C’est une manière de transformer le service public, en passant d’une logique descendante à une dynamique de coproduction avec les usagers.
En France, le secteur public s’intéresse de plus en plus aux communs numériques. La DINUM (Direction interministérielle du numérique) dispose d’une direction « open source et communs numériques » ; le ministère de l’éducation nationale a ouvert une « forge des communs numériques éducatifs » pour que la communauté enseignante puisse partager outils et contenus pédagogiques ; l’ADEME lance son troisième « appel à communs » pour encourager la résilience des territoires ; l’IGN soutient les géocommuns, comme Panoramax (alternative française à Google Street View), sans parler des initiatives des collectivités territoriales. « Plusieurs raisons justifient l’intérêt de la puissance publique pour ce qu’on appelle des partenariats public-communs (PPC), insiste Valérie Peugeot. Les communs sont d’abord une façon de gagner en autonomie stratégique, de ne plus dépendre de fournisseurs non européens. C’est ensuite une manière de bénéficier de l’intelligence des foules, celles des contributeurs à ces communs porteurs d’une innovation au plus près des besoins collectifs.
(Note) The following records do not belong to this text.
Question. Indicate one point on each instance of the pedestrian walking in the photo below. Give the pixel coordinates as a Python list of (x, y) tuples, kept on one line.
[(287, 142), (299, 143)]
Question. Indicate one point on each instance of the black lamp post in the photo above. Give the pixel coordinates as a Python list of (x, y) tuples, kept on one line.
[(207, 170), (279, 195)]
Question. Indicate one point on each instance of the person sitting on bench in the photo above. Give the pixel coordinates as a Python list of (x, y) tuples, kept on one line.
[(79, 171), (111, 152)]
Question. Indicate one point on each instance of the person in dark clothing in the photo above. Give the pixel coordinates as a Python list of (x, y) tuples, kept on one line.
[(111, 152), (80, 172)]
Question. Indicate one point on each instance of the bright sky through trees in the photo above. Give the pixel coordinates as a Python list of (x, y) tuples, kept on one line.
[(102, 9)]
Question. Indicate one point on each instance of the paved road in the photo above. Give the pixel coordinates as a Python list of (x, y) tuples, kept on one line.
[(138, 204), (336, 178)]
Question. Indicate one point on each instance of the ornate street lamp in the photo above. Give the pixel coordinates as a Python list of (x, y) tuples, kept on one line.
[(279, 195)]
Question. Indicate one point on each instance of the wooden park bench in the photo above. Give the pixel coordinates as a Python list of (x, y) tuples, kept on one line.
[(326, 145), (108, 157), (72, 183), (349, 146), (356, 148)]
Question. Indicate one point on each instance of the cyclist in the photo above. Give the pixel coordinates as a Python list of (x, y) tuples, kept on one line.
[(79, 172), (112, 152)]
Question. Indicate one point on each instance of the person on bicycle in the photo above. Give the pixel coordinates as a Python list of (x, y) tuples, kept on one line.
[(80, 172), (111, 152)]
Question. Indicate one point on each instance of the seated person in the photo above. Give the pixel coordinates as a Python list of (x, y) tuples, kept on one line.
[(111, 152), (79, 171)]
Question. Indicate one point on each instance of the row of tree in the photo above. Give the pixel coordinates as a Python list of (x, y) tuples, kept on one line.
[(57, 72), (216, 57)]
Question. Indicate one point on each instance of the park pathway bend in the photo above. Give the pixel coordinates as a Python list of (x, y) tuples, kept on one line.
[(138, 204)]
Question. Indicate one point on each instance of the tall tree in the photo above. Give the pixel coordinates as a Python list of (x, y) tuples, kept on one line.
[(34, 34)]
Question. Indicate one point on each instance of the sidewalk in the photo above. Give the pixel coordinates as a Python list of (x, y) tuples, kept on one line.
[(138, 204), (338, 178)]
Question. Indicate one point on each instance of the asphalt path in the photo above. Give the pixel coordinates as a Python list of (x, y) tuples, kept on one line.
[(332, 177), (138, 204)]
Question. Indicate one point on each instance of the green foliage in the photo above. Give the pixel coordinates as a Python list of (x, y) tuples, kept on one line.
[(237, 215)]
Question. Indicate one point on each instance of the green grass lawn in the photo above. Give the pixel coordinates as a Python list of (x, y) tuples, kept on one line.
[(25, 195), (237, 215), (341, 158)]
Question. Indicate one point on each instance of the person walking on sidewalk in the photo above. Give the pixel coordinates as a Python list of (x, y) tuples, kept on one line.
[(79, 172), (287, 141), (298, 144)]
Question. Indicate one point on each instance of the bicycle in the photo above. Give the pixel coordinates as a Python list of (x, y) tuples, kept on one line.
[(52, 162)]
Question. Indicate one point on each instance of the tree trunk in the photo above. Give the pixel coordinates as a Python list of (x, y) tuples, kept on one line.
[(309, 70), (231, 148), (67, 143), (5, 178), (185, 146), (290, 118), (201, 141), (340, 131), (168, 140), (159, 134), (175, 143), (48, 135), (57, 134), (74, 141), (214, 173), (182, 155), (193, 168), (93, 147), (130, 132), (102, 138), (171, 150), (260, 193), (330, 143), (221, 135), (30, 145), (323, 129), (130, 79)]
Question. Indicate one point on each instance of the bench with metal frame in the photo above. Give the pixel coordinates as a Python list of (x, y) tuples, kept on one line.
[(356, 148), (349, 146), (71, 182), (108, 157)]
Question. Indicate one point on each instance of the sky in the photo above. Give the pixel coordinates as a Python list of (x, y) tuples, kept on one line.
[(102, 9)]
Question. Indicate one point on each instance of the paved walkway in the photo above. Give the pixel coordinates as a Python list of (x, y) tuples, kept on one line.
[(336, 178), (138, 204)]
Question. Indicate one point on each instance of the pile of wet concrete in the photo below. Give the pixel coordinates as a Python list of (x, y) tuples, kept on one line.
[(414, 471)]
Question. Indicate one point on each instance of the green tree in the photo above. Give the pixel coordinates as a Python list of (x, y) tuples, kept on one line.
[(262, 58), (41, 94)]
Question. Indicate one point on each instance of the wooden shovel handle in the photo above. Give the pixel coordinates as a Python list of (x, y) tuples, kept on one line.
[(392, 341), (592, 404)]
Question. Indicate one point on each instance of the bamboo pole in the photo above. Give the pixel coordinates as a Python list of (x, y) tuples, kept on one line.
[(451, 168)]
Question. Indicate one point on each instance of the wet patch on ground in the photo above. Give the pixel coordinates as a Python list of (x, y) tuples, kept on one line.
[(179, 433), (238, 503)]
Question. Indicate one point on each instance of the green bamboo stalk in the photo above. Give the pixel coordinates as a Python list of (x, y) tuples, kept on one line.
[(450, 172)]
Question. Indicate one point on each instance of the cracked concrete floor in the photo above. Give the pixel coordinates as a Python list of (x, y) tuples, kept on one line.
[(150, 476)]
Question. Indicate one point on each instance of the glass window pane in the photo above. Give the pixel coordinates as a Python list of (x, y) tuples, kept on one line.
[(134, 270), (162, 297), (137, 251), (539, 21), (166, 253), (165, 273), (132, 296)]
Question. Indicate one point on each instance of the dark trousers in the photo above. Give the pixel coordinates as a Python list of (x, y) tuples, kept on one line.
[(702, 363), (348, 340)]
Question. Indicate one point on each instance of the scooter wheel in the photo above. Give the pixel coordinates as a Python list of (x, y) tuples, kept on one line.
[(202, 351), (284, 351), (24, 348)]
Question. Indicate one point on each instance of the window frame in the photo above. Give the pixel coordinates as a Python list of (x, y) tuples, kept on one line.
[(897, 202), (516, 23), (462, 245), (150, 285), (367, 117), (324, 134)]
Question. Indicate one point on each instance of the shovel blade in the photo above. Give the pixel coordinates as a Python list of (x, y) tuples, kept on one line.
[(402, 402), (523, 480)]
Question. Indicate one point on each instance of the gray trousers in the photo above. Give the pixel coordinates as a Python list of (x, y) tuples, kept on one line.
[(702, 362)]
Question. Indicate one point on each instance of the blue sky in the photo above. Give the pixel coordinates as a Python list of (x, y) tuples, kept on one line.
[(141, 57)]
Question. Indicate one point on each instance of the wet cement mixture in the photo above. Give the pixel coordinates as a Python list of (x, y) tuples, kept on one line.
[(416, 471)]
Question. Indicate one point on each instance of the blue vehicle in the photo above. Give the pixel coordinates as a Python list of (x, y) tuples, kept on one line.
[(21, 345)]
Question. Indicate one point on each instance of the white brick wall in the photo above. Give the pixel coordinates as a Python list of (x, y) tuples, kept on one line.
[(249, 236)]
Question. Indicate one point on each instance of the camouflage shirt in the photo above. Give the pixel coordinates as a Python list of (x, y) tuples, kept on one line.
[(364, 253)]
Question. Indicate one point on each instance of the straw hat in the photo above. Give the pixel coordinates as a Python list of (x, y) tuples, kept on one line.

C’est enfin une manière de transformer la culture même du service public, en passant d’une logique descendante à une dynamique de coproduction avec les usagers. »
« Les communs constituent ainsi une résistance à un capitalisme informationnel caractérisé par une accumulation et une concentration de capital sans équivalent dans l’histoire industrielle et plus récemment par une intrusion sur la scène politique », conclut-elle. Ces alternatives montrent donc qu’un autre paradigme est possible : celui d’une innovation ascendante soutenue par la puissance publique, gouvernée collectivement, et capable de réduire progressivement l’écart avec les géants du numérique sans pour autant les imiter.